Le législateur a rejeté à plusieurs reprises le congé paternité, le considérant inutile. Dans le même temps, les besoins de la société ont changé. Aujourd’hui, 80% de la population suisse souhaite une base juridique pour le congé paternité.

L’initiative populaire fédérale «Pour un congé paternité raisonnable — en faveur de toute la famille», qui demandait un congé payé de quatre semaines, a été présentée en 2017.

Le Parlement a élaboré un contre-projet au niveau législatif qui prévoit deux semaines de congé de paternité payé dans les six premiers mois qui suivent la naissance d’un enfant. Le comité d’initiative a donc retiré son initiative.

Cependant, certains milieux bourgeois ont lancé un référendum, raison pour laquelle il appartiendra maintenant au peuple de se prononcer sur le contre-projet, le 27 septembre. La proposition bénéficie d’un large soutien: des associations de jeunes à celles de personnes âgées, des sages-femmes aux pédiatres, des employés à l’association des entrepreneurs du bâtiment et dans tous les partis représentés au Parlement.

Un pas vers une politique moderne pour la famille

En cas d’acceptation, les pères, qu’ils soient salariés ou indépendants, recevront 80% de leur revenu brut pendant deux semaines. Le congé paternité est financé de la même manière que le congé maternité, par le biais de l’indemnité pour perte de gain.

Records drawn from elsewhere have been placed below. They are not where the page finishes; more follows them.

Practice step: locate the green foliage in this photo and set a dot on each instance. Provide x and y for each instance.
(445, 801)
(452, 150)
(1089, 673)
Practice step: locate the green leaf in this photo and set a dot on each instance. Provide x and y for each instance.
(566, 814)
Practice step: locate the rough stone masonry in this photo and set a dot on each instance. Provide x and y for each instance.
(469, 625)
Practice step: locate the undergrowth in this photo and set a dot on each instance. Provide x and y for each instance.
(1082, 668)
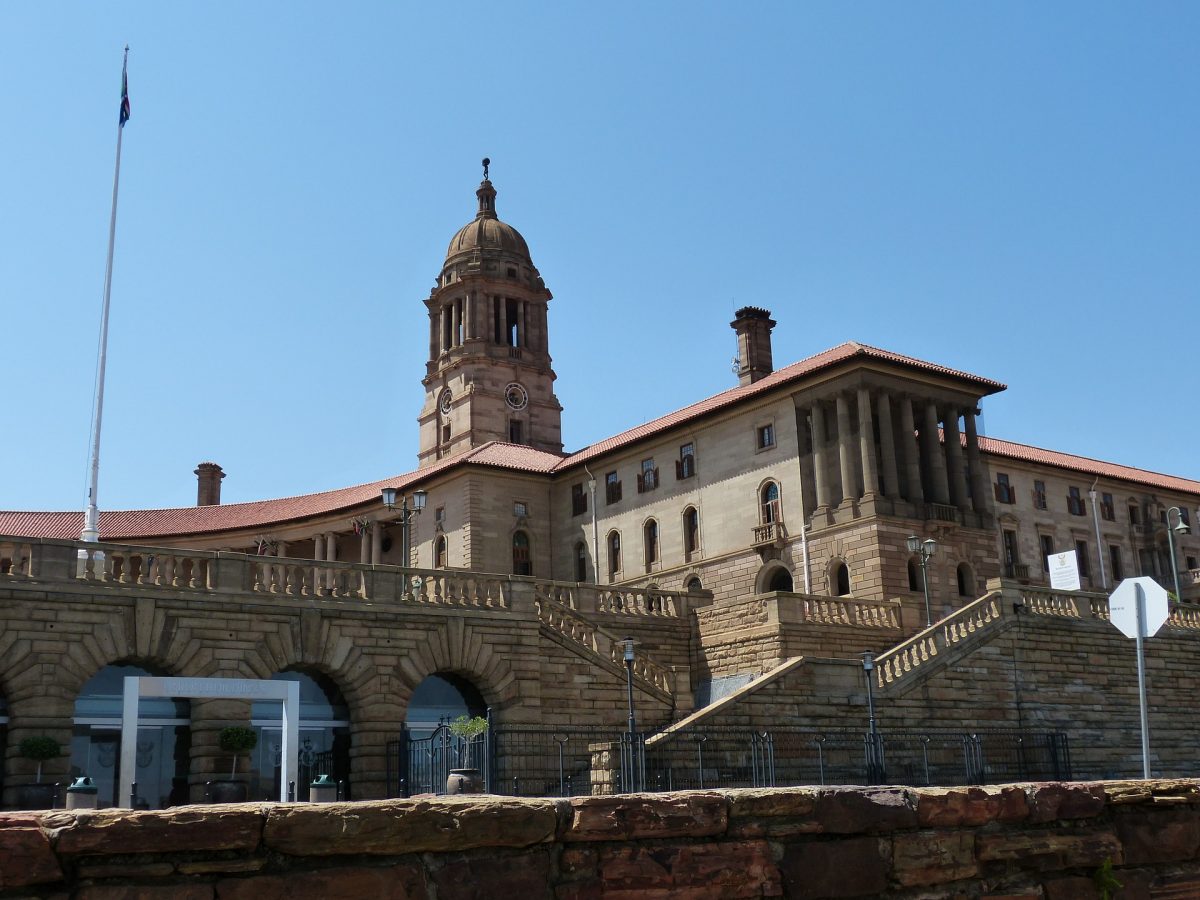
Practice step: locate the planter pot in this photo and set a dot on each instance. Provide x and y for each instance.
(40, 796)
(228, 792)
(465, 781)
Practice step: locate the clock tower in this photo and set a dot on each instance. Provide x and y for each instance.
(489, 376)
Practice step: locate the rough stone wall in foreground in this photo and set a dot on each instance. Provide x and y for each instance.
(1041, 841)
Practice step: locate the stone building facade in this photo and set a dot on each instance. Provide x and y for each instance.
(761, 526)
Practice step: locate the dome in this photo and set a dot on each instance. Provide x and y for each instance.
(486, 232)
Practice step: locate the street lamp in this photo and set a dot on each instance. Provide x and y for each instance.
(406, 514)
(925, 549)
(631, 761)
(874, 745)
(1182, 528)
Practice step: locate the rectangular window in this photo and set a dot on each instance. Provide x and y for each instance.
(1115, 563)
(1003, 489)
(579, 499)
(648, 478)
(685, 466)
(766, 436)
(1085, 568)
(611, 487)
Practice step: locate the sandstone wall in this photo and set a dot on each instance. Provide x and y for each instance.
(1037, 841)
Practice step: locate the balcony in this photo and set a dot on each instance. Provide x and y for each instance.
(769, 533)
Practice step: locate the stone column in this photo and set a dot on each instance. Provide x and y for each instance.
(911, 451)
(867, 443)
(935, 457)
(888, 449)
(978, 477)
(820, 461)
(954, 461)
(845, 451)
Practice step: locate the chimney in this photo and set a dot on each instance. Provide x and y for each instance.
(208, 484)
(754, 327)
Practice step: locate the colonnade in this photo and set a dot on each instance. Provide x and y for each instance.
(478, 316)
(868, 443)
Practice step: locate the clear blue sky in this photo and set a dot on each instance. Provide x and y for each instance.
(1009, 189)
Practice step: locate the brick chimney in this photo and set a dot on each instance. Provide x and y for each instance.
(208, 484)
(753, 325)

Les coûts sont estimés à 229 millions de francs par an. Cela équivaut à une augmentation de 0,06% des cotisations salariales, dont la moitié est payée par l’employeur et l’autre par le salarié. Ce système offre aux petites et moyennes entreprises (PME) les mêmes conditions qu’aux grandes entreprises, qui peuvent déjà se permettre un congé paternité.

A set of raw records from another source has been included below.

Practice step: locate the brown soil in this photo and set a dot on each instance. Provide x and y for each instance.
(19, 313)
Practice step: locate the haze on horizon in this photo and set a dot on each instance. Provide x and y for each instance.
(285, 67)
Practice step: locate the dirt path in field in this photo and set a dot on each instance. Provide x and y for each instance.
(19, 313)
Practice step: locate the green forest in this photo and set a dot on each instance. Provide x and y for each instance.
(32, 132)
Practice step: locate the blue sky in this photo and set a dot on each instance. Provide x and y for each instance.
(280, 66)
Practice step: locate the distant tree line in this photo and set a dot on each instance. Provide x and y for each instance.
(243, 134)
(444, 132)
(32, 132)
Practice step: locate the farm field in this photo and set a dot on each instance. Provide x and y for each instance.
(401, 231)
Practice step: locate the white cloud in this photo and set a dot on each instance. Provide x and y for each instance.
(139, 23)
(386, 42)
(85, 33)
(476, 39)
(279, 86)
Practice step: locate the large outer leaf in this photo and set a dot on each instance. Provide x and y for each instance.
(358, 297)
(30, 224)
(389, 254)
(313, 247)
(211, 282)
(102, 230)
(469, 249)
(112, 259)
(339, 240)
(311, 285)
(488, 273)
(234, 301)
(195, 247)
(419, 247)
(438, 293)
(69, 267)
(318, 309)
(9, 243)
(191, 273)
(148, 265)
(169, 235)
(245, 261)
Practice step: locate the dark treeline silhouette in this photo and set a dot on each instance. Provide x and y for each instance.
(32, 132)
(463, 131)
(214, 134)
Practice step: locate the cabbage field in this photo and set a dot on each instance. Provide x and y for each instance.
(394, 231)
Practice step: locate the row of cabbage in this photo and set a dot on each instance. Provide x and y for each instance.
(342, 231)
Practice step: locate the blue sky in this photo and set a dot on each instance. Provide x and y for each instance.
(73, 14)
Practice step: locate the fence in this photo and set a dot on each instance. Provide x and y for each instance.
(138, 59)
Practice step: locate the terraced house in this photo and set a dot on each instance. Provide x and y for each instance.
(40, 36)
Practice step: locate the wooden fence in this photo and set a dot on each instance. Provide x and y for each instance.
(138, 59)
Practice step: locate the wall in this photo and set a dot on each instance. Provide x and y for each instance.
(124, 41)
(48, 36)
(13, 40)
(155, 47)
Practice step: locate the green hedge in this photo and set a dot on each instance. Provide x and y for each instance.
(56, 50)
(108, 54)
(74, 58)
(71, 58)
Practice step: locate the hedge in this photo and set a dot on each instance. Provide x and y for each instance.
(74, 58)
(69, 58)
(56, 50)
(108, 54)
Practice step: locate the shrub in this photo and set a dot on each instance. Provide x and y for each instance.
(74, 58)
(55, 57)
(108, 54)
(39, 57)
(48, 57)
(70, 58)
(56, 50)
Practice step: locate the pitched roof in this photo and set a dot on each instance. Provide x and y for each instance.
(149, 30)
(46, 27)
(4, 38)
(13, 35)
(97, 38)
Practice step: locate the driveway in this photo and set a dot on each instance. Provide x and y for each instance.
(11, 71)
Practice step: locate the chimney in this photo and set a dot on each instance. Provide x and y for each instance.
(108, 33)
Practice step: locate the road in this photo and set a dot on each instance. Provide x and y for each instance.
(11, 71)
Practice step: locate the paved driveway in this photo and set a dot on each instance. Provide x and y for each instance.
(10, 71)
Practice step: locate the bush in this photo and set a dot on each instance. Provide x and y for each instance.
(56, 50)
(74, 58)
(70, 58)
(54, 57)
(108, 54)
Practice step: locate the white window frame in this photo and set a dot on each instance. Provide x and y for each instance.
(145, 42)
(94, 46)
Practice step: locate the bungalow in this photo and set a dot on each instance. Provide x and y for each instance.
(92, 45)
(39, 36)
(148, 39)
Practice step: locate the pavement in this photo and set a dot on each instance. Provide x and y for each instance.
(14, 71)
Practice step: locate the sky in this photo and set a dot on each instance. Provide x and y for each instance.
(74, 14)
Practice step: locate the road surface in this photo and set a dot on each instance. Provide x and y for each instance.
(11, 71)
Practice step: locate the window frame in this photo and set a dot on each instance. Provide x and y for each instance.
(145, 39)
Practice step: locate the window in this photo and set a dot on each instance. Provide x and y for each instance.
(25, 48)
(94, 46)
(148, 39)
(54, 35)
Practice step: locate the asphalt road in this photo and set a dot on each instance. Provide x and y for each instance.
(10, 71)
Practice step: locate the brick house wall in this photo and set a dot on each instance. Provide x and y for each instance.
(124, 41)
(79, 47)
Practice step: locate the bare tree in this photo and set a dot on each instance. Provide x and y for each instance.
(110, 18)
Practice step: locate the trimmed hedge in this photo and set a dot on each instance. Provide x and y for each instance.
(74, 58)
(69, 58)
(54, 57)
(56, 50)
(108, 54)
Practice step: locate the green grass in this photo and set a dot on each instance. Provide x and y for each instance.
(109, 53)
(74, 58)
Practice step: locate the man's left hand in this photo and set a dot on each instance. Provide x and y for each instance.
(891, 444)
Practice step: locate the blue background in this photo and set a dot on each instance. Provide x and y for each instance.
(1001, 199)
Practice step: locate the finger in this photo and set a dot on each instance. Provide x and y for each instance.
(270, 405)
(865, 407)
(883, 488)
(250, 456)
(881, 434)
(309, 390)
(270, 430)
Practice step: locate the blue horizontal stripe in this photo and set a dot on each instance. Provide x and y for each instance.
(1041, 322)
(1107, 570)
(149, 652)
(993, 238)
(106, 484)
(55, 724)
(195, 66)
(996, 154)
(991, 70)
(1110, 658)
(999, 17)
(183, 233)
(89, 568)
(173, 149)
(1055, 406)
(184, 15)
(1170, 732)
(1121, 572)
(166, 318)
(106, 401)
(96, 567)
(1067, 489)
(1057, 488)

Jusqu’à présent, il n’y avait pratiquement que les femmes qui risquaient leur carrière professionnelle pour fonder une famille. Les dix jours de congé paternité ne peuvent donc être qu’un premier pas vers un rattrapage en matière de politique familiale. Mais au moins, cela crée la possibilité légale pour un couple de répartir plus équitablement le travail rémunéré et la prise en charge d’un enfant immédiatement après la naissance.

Une famille se porte mieux si le père ne doit pas se précipiter au travail au plus tard le deuxième jour après l’accouchement, alors que la femme devrait récupérer. Cela n’a pas beaucoup de sens, non seulement en termes de politique de santé et d’égalité, mais aussi d’un point de vue économique. Au contraire, la répartition du travail de prise en charge d’un enfant sur un plus grand nombre d’épaules est une incitation importante pour renforcer la continuité de l’emploi des femmes, même dans une phase de la vie marquée par la maternité.

La crise du coronavirus, en particulier, a montré que des familles et des services de garde d’enfants qui fonctionnent sont l’épine dorsale de notre société. Le congé paternité contribue à la stabilité des structures familiales.

La période qui suit immédiatement la naissance façonne toute la vie familiale ultérieure. Les pères veulent assumer leur part de responsabilité. Un oui au congé paternité est un oui aux familles, à l’économie et à notre avenir social.

L’opinion exprimée dans cette tribune est celle de son auteur. Il ne s’agit pas d’une prise de position de swissinfo.ch.